Emotional Voice Messages (EMOVOME) database: emotion recognition in spontaneous voice messages

Read original: arXiv:2402.17496 - Published 6/14/2024 by Luc'ia G'omez Zaragoz'a (HUMAN-tech Institute, Universitat Polit`enica de Val`encia, Valencia, Spain), Roc'io del Amor (HUMAN-tech Institute, Universitat Polit`enica de Val`encia, Valencia, Spain), Elena Parra Vargas (HUMAN-tech Institute, Universitat Polit`enica de Val`encia and 14 others
Total Score

0

Emotional Voice Messages (EMOVOME) database: emotion recognition in spontaneous voice messages

Sign in to get full access

or

If you already have an account, we'll log you in

Overview

  • This paper introduces the Emotional Voice Messages (EMOVOME) database, a dataset of spontaneous voice messages recorded from mobile devices.
  • The goal is to enable research on emotion recognition in natural, conversational speech.
  • The dataset contains over 25 hours of audio from more than 500 speakers, annotated for emotional state.
  • This extends existing speech emotion datasets by capturing the realism and variability of real-world voice messages.

Plain English Explanation

The researchers created a new dataset called EMOVOME that contains recordings of people leaving voice messages on their phones.
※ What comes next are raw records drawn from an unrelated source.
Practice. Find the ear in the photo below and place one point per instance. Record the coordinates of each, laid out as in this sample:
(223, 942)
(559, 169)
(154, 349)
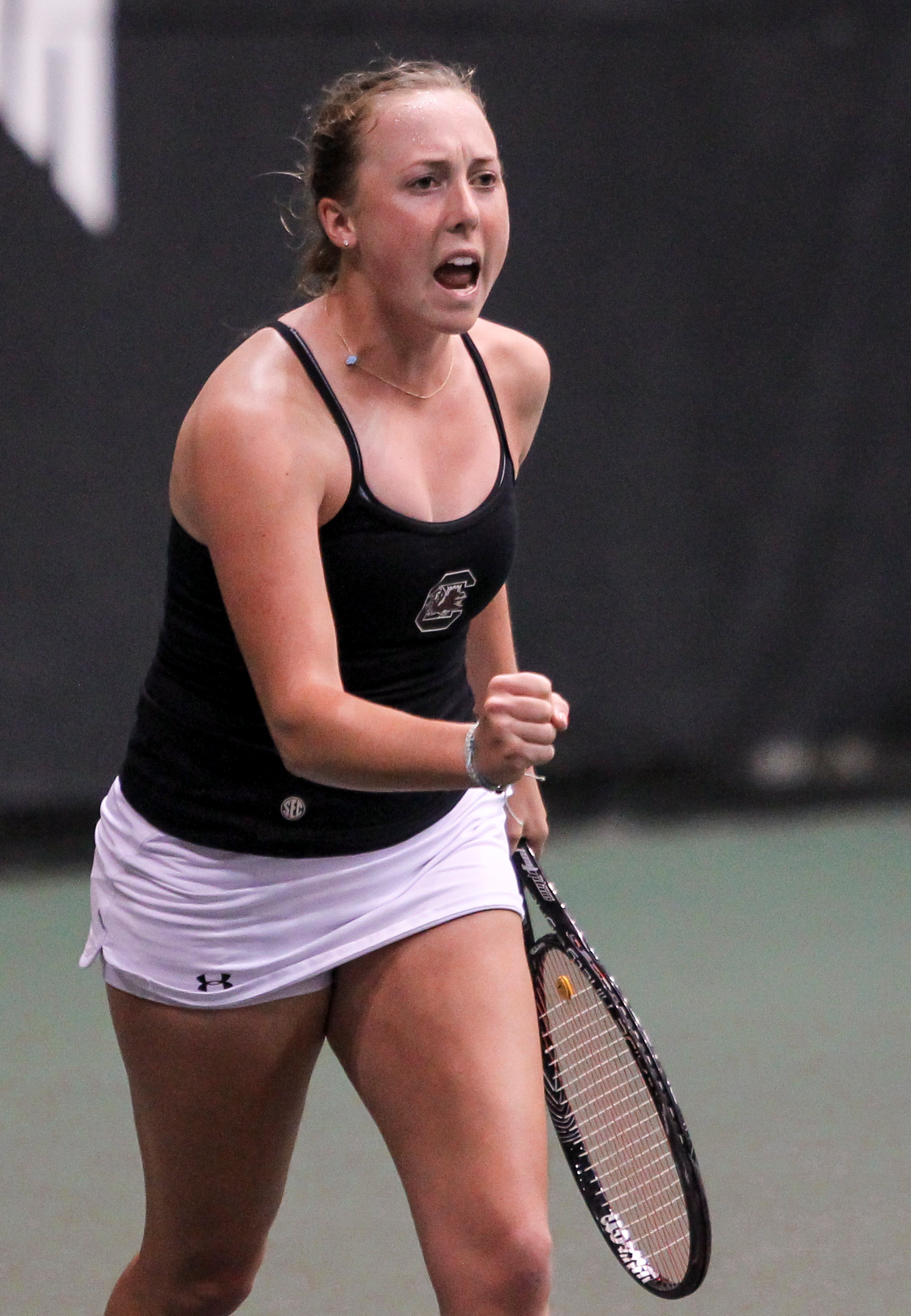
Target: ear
(336, 224)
These messages capture natural, spontaneous speech with real emotional expressions, unlike the carefully scripted recordings used in many previous speech emotion datasets like NEMO and EmoBox.

The EMOVOME dataset has over 25 hours of audio from more than 500 different speakers. Each recording has been annotated by human raters to identify the emotional state of the speaker, such as happy, sad, angry, or neutral. This provides a rich dataset for training and testing emotion recognition models, which could have applications in areas like emotional speech synthesis and improving machine translation.

By using spontaneous voice messages instead of scripted recordings, the researchers aim to capture the natural variability and nuance of human emotional expression, which is crucial for developing robust and generalizable emotion recognition systems.

Technical Explanation

The EMOVOME dataset was collected by having over 500 participants record spontaneous voice messages on their mobile devices. These messages were then annotated by human raters to identify the emotional state of the speaker, using a set of 8 emotional categories (happy, sad, angry, fearful, disgusted, surprised, calm, and neutral).

The dataset contains over 25 hours of audio, with an average message duration of 30 seconds. This is significantly longer than many existing speech emotion datasets, which tend to use shorter, more controlled recordings. The researchers argue that the increased realism and variability of the EMOVOME data will enable the development of more robust and generalizable emotion recognition models compared to prior work.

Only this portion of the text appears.